Does a player have to maintain control even to the ground? How many feet does the player have to get in bounds? How about the football does it merely have to cross the plain of the goal line if the catch is to turn into a touchdown catch? Seemingly the list of questions goes on and on, and yet, all of this makes way too complicated something that ought to be simple.

There’s a saying recently repeated by a player on the winning side of the Super Bowl that applies to this gray-area of a sport: “If it looks like a duck, swims like a duck, and quacks like a duck, then it’s probably a duck!” (Otherwise known as “The Duck Rule”) This saying though applies to more than simply the rules of a game. It could just as easily apply to taking care of others as we live into the reign of Jesus, the Kingdom of God, and life in Christ!

In today’s Gospel lesson (Mark 7:1-13) the scribes and Pharisees have a problem with Jesus’ disciples. The tradition of the day stated that good followers of the Law would not eat with defiled hands, eat out of dirty dishes, or consume anything from the market that had not been cleaned. All of this seems good enough—and certainly practical enough; however, Jesus had a problem with the scribes and Pharisees criticizing his disciples. His problem though was not as much with the letter of the Law, as it was with the spirit of it.

Jesus saw those obsessed over religious law like many today might see the ridiculousness of several pages of rules to define a catch or a multi-million dollar study to tell us what a duck is. To Jesus the scribes and Pharisees had substituted the man-made practices for the God given commandments. In particular, Jesus struggled with the hypocrisy of one rule.

In this passage, Jesus pointed out the hypocrisy of obsessing over human procedure, like dirty dishes, instead of focusing on the weightier matters, like caring for the needy. Jesus used the practice of Corban to highlight how the religion of the day focused on selfish gain instead of selfless service. Corban in itself was a good thing, it was an offering to God. However, if giving that offering neglected one’s responsibilities of taking care of an aging family, then how could one possibly be doing the will of God?

When we focus upon the commandments of God we will always bring our humanity into it, but what must we do to ensure that we are not preferring our rules and traditions to taking care of the needy among us? Jesus would not advocate for ignoring one’s family, nor would he advocate ignoring giving to the work of God in this world. So, what must we do?

Following Jesus is hard. If people tell you it is easy they are lying to you or to themselves. To take care of one’s own affairs, one’s own family, and make an offering of love and thanks to God requires sacrifice. In fact though, if one goes about it earnestly one will discover that while it is difficult it is abundantly life-giving!

One might mistakenly hear in this reading that Jesus tells us to ignore tithing or giving altogether, but this is simply not the case.

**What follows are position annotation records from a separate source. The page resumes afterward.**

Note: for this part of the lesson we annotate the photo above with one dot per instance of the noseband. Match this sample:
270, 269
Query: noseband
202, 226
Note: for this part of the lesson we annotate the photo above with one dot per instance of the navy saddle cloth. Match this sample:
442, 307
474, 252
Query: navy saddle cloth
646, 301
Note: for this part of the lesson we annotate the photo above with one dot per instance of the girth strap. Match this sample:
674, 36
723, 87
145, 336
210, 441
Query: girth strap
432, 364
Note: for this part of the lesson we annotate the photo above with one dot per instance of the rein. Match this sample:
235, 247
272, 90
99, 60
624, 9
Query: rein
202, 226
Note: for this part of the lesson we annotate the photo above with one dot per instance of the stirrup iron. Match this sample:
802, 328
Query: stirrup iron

We are called to challenge our priorities and to give our first fruits to God proportionally and sacrificially. Then, we will find in that giving that our lives open up to how God transforms everything else into being enough for us. Selfish religious folks will very well advocate for the giving to the Church not because it would grow someone’s relationship with God, but because they selfishly wanted more for themselves. When we prioritize God first, our beloveds’ needs next, and everything else afterward we discover a great abundance in our lives.

We may fight all day long over what a catch is or is not, just like we might quibble over what are God’s commandments and what are human traditions; however, Jesus seems to have his own version of the duck test. He seems to say if it is about caring for the needy in this world, if it is about giving love to others, and if it is about sharing Good News, then it is God’s commandment. May we hold on to God’s commandments even if it means abandoning some of our traditions in the process!